Cette enclave oppressante habillée de nombreux pylônes électriques et de barrages ne fait pas rêver. Le paysage face à nous est complètement différent. Notre vue s’étend sans contrainte sur les sommets alentours et les longues prairies.

On monte tranquillement les 700 mètres de dénivelé, sur une piste forestière. Nous voici face aux 3984 mètres du Pic de la Meije.

On poursuit. Sur le chemin, des randonneurs demandent des précisions géographiques à Fabrice, ils sont tombés sur la bonne personne.

Une fois le renseignement partagé, on reprend la direction du plateau.

Ce qui m’avait marqué six ans plus tôt est toujours aussi beau.

Le plateau d’Emparis nous donne une place d’honneur face aux glaciers de la Meije. On se sent embarqués au milieu de ces sommets qui frôlent les 4000 m. 

Les petits lacs autour de nous magnifient le décor. Thomas et JF valident très largement la destination et savourent la découverte.

On avance pour trouver un spot à pique – nique. Le Lac Noir nous semble pas trop mal. Vu que je suis parti à l’arrache sans trop me préparer je n’ai que quelques bonbons à manger mais Thomas me donne un bout de banane qui relève la prestation du « repas ».

On remballe nos affaires et on se laisse descendre en direction de la Grave. Aux abords du lac Lérié, certains ravins laissent entrevoir la route qui longe la Romanche 1000 mètres plus bas. On garde le bon cap, toujours en vis à vis du Pic de la Meije.

Les chemins qui bordent le plateau d’Emparis attirent beaucoup de monde : randonneurs, cyclistes, traileurs etc.

À cela s’ajoute aussi le passage des moutons. On constate une fois de plus, comme dans d’autres endroits très fréquentés, que les traces se démultiplient au milieu de l’alpage : une fois que le chemin d’origine est devenu une ornière, il s’en crée un nouveau.

La suite de la descente est un chemin plus évident qui nous amène virage après virage au village du Chazelet. Les sols sont déjà très secs, la poussière recouvre rapidement nos vélos.

On continue notre descente dans une belle face de terre noire bien meuble, en contrebas d’une petite chapelle.

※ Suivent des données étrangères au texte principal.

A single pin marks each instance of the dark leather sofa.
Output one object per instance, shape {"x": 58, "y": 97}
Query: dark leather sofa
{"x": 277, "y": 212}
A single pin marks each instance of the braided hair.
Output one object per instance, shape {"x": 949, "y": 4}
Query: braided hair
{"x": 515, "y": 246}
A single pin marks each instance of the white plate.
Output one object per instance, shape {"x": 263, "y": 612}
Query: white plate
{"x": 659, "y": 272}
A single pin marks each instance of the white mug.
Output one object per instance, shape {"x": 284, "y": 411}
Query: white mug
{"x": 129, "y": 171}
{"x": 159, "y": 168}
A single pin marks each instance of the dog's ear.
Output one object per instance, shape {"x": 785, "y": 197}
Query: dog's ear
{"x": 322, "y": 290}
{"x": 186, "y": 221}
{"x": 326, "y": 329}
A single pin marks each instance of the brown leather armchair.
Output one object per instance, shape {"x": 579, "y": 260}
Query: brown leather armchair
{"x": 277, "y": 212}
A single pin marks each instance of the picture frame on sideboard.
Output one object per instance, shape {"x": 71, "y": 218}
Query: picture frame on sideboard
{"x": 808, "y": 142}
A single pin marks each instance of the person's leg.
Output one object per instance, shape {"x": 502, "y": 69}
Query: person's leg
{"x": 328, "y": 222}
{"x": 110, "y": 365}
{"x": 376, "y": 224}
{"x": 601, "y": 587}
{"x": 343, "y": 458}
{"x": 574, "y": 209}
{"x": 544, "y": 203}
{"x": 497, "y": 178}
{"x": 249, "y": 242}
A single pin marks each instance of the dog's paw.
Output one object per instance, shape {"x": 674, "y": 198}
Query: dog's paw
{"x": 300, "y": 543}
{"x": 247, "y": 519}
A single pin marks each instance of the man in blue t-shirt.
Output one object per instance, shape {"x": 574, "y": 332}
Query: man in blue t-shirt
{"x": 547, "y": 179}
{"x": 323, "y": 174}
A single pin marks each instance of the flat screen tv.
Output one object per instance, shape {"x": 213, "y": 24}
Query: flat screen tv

On se retrouve au bord de la Romanche, sur l’axe routier qui la suit de près. L’atmosphère de La Grave ne nous retient pas. Il fait très chaud, les gens font la queue derrière les fontaines à eau et nos discussions sont entrecoupées par le souffle incessant des camions qui nous frôlent. Le décalage avec le calme du plateau d’Emparis est trop grand. On entame vite la deuxième ascension de la journée. Une petite route nous ramène au Chazelet et plus précisément devant une petite épicerie qui nous tend les bras.

On fait correctement le plein et pour sécuriser la suite des événements je prends un quatre-quart « Pur Beurre ».

Ça fait du bien de manger autre chose que des oursons Haribo défigurés, à moitié fondus. On retrouve aussi un peu de tranquillité. Ici, le seul bruit est celui du malinois du magasin qui presse un jouet entre ses dents. On a échangé la multitude de voitures du fond de la vallée contre un chien qui s’amuse sereinement en plein milieu de la route.

Ça repart pour une bosse de 700 mètres de dénivelé. Derrière nous les derniers hameaux du Chazelet et leurs petites cabanes en pierre. La piste longe le torrent du Gâ et s’enfonce dans les terres. À mesure que l’on monte, les marques de l’Homme se font de plus en plus rares. Pour Thomas, JF et Fabrice, les étendues verdoyantes que l’on traverse rappellent un séjour dans les Highlands écossaises.

Après la « Baraque de la Buffe », on traverse le torrent et la piste devient un petit sentier. Le chemin passe à travers les prairies et nous rapproche du sommet.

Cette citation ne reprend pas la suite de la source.